Em uma economia moderna, a regra deve ser a recuperação da empresa, sempre que possível, deixando-se a liquidação para os casos em que a recuperação é, de fato, inviável. A recuperação salva unidades produtivas, empregos, capacidade contributiva e o PIB. A liquidação limpa a economia, retirando dela os agentes inviáveis, que não pagam impostos e atrapalham a atividade das empresas solventes que com ela concorrem.

Das três modalidades de recuperação previstas na nova Lei de Falências, a recuperação judicial é a mais conhecida. Mais de 500 empresas já utilizaram a medida desde que a legislação entrou em vigor – algumas com muito sucesso. Na recuperação judicial o devedor reconhece a sua incapacidade de cumprir obrigações e se dirige ao Poder Judiciário para solicitar um período de suspensão de ações, durante o qual negociará com os seus credores um plano de recuperação. Na recuperação extrajudicial, por sua vez, o devedor negocia um plano com determinadas categorias de credores, e, se o mesmo for aprovado por pelo menos 60% dos credores, poderá ser homologado judicialmente, vinculando então até os credores dissidentes. Esta modalidade de recuperação ainda é pouco praticada, e o Poder Judiciário ainda não a digeriu bem, eis que, dentre os poucos casos submetidos à Justiça, a maioria não foi homologado.

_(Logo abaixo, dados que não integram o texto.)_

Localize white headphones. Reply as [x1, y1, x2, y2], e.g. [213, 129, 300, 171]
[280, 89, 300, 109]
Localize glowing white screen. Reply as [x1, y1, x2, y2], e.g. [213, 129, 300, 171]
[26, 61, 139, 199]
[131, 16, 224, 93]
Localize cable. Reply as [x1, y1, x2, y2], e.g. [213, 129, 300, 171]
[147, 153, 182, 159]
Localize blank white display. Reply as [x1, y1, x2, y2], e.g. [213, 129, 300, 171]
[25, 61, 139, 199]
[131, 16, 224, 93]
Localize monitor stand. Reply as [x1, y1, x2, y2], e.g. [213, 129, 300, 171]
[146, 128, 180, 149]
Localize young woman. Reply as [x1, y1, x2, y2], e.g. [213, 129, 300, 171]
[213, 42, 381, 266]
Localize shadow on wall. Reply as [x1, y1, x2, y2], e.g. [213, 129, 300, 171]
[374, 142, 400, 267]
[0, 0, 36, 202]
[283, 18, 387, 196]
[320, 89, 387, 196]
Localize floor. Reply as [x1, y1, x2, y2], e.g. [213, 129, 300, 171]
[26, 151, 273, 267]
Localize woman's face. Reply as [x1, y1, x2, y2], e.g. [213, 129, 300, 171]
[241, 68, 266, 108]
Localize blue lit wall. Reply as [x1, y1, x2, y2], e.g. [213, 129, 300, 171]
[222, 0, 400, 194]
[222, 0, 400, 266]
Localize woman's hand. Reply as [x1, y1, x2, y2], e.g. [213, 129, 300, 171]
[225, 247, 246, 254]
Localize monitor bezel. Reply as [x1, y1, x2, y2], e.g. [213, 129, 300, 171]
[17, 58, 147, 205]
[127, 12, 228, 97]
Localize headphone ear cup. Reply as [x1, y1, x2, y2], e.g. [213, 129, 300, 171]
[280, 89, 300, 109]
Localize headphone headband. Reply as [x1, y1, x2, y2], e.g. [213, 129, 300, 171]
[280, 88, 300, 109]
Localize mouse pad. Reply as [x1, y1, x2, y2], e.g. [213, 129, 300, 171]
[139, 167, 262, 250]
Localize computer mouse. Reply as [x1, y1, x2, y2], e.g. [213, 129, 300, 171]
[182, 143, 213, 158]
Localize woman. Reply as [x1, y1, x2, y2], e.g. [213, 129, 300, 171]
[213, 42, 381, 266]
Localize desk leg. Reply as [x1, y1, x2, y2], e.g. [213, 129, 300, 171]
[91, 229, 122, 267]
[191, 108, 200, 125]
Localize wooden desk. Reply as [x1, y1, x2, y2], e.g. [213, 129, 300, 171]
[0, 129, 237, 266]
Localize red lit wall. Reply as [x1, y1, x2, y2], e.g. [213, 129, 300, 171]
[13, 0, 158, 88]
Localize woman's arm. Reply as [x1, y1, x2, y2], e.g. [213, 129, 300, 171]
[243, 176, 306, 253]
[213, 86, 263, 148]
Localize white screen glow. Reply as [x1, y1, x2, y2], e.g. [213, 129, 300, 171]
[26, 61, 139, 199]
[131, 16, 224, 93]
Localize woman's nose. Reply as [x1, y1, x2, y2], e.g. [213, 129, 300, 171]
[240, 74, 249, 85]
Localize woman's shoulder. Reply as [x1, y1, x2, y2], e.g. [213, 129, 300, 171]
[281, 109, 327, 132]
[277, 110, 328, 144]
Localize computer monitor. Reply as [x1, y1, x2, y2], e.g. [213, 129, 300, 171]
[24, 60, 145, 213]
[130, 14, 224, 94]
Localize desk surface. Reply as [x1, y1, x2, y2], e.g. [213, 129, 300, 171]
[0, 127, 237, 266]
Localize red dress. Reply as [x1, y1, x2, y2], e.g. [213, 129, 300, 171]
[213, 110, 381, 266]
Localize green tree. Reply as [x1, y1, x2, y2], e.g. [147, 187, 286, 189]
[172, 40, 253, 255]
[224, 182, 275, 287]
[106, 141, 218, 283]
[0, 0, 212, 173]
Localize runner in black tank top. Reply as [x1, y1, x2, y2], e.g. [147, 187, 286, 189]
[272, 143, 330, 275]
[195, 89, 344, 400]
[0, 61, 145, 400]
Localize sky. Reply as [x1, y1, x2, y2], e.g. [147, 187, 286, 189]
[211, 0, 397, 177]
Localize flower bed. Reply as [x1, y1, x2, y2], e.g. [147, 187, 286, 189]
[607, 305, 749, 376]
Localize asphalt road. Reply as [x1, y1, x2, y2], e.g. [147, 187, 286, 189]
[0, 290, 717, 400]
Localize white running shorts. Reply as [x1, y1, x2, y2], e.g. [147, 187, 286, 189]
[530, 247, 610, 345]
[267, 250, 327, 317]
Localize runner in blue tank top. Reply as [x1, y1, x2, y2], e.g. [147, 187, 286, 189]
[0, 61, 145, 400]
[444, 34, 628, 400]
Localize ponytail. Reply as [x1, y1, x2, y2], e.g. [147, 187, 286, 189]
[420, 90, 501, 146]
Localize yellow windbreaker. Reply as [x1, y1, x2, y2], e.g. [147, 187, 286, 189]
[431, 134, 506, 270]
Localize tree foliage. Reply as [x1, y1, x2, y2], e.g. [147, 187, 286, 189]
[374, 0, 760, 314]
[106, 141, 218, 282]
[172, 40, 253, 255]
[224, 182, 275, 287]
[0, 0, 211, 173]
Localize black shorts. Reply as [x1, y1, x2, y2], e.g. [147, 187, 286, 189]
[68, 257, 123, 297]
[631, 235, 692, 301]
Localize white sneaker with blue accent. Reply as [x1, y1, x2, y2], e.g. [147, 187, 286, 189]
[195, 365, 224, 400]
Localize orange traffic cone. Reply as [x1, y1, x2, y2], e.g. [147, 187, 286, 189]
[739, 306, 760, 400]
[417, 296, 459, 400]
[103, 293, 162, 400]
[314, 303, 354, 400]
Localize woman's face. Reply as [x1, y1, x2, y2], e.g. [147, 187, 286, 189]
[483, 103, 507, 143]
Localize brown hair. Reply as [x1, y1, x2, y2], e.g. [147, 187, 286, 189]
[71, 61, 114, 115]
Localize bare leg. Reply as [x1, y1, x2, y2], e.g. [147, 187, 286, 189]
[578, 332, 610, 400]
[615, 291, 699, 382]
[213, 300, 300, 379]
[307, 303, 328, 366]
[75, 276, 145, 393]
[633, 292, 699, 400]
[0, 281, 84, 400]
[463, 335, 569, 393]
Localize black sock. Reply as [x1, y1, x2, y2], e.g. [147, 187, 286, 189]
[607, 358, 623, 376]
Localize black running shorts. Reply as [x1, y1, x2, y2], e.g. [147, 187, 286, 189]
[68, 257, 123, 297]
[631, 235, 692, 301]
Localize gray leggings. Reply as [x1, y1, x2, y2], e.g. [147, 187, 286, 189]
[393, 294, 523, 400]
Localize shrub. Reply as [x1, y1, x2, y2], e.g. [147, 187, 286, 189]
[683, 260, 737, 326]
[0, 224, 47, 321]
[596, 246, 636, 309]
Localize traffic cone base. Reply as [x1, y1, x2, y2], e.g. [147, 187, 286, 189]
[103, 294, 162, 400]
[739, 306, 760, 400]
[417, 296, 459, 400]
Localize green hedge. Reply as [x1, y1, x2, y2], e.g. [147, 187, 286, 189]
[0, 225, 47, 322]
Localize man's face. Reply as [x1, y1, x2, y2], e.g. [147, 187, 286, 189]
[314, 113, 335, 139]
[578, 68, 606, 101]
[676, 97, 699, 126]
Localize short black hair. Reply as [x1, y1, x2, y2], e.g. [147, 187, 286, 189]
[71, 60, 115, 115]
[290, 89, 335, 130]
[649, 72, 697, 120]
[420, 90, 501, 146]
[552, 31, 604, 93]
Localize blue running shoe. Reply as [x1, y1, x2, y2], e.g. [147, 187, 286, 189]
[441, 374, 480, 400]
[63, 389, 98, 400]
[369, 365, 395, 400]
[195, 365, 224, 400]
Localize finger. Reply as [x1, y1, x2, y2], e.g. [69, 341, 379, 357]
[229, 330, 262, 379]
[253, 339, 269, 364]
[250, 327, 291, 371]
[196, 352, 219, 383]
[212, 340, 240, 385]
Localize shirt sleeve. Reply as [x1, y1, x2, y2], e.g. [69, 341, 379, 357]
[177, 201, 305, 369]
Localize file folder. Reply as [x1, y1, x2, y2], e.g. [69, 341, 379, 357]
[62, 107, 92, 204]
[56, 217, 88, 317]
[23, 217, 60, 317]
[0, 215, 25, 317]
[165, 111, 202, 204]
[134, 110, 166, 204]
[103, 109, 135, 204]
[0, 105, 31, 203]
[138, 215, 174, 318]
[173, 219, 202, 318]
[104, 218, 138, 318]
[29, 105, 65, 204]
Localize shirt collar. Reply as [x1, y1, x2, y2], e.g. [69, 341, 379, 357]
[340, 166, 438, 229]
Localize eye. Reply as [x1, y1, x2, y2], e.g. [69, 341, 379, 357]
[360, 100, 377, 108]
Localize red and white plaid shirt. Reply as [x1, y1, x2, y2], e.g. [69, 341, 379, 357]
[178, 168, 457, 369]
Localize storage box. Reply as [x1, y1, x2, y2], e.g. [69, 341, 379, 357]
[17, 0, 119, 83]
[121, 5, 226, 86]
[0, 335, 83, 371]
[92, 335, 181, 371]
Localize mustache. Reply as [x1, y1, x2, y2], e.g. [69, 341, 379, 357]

Finalmente, temos a falência, que, como modalidade de recuperação, é ainda uma novidade difícil de ser assimilada. Seu funcionamento é simples: a falida requer a continuação do negócio para preservar o seu valor intangível e, em seguida, o negócio é transferido a um terceiro através de uma alienação judicial. O comprador o adquire sem assumir quaisquer obrigações da falida, quer de natureza trabalhista, fiscal ou cível-comercial. O preço pago pelo negócio é, então, utilizado para pagar os credores da massa. A atividade produtiva, o emprego e a capacidade contributiva da empresa ficam preservados. Feita esta introdução, cumpre agora ressaltar alguns aspectos da legislação que podem ser melhorados para que ela atinja plenamente os objetivos que nortearam sua elaboração.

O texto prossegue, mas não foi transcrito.